Tuesday, September 25, 2012

Some thoughts on the city of Babel

I was struck by two thoughts from a sermon on Sunday. Here is the first of these.

I noted a little nuance of the Babel story that I had not picked up before. Those of you who have heard me talk about either the kings & priests theme, or about Eden, will be familiar with one aspect of the Biblical story that I talk a bit about. In quick summary, Adam and Eve have both kingly (representative rule), and priestly (representative presence) roles, which are mandated in Gen 1, and manifested in the Garden, and would have, sine lapso, seen them extended God’s rule and presence throughout the earth through multiplication and the spread of humanity, which would, I argue, involve the spread of the Garden itself. The fall disrupts but does not destroy that plan, but it becomes the ongoing work of the people of God, as kings and priests.

One aspect of this is the contrast pairs of going/gathering, garden/city, and garden/desert that weave through the Bible. Between Eden and Eschaton there is no permanent gathering of God’s people, only gathering that leads to further going. Mission and church are mutually intertwined, but church always leads to mission, until one day there is no more mission, only church.

Likewise, since losing the garden, we have been making cities, gathering in human structures that are ambiguous at best. Revelation also resolves the contrast pair of Eden/Jerusalem by offering a Jerusalem-Eden, a Garden City.

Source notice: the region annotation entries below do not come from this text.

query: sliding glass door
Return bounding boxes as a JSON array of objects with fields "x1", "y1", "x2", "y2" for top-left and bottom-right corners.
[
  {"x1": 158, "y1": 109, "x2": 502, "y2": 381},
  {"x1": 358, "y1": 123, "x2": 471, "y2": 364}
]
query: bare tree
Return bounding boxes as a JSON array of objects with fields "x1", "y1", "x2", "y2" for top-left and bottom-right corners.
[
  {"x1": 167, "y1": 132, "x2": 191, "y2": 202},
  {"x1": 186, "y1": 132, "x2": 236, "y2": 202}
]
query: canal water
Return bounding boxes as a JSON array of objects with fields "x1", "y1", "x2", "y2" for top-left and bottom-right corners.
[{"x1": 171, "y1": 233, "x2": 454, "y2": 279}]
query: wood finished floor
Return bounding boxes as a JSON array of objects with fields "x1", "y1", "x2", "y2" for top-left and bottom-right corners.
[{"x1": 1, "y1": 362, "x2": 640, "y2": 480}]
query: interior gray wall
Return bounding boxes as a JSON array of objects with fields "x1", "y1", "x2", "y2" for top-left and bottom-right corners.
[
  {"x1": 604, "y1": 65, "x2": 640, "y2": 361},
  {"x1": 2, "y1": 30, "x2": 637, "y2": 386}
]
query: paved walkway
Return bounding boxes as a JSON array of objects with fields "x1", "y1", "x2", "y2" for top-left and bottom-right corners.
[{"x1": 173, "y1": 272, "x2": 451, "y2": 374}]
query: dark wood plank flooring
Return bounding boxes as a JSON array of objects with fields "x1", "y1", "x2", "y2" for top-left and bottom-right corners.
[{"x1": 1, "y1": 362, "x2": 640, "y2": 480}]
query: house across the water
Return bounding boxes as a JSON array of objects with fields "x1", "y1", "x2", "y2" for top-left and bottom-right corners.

What was interesting to note, in yesterday’s sermon, was a reference to Gen 11, the tower of Babel story, being contextualised by the Noah story. Specifically post-flood Noah and his family are given the “be fruitful and multiply and fill the earth” command again, Gen 9:1, 7. In Gen 11 these migratory fledgling nations do not scatter, but gather, and build not only the tower, which we all remember, but “a city and a tower”. Their gathering, I would argue, is one more proto-attempt to ‘return to the garden’, figuratively speaking. That is, to resist the scattering of God, deny his mission, and build a human paradise. In Gen 6:6 I would suggest, tentatively, that there is an echo of God’s deliberation in Gen 3, having eaten the fruit of the tree of the knowledge of Good and Evil, what next? SO too, “this is only the beginning of what they will do. And nothing that they propose to do will now be impossible for them.” It’s easy to hear this as God’s narcissistic ego getting in the way, and trying to put humanity down, but the thrust of the Gen 3 deliberation is that if, having eaten of the FTKGE, they go on to eat of the tree of life, that will be bad for humanity. A charitable reading here would see the same, if humanity in its present state, builds this city, it will be bad for humanity.

Note what you may never have noticed, in v8. “So the Lord dispersed them from there over the face of all the earth, and they left off building the city”. It’s not the tower, but the city, that is mentioned in the last analysis. This self-salvation attempt is abandoned, and the people are scattered, because it is not then, not now, that a city will be built. Only, in the long view, through the death of Christ, can people be gathered back to the Garden, into a new city, to be scattered no more.

This passage is also the reason, theologically speaking, Esperanto will always fail. The confusion of the languages is, in anticipation, reversed at Pentecost, but not by unity of language, only by the miraculous speaking of tongues. Then, in Revelation, we get a vision of the heavenly community, the eschatological gathering, of every language and tongue. But that is almost another theme...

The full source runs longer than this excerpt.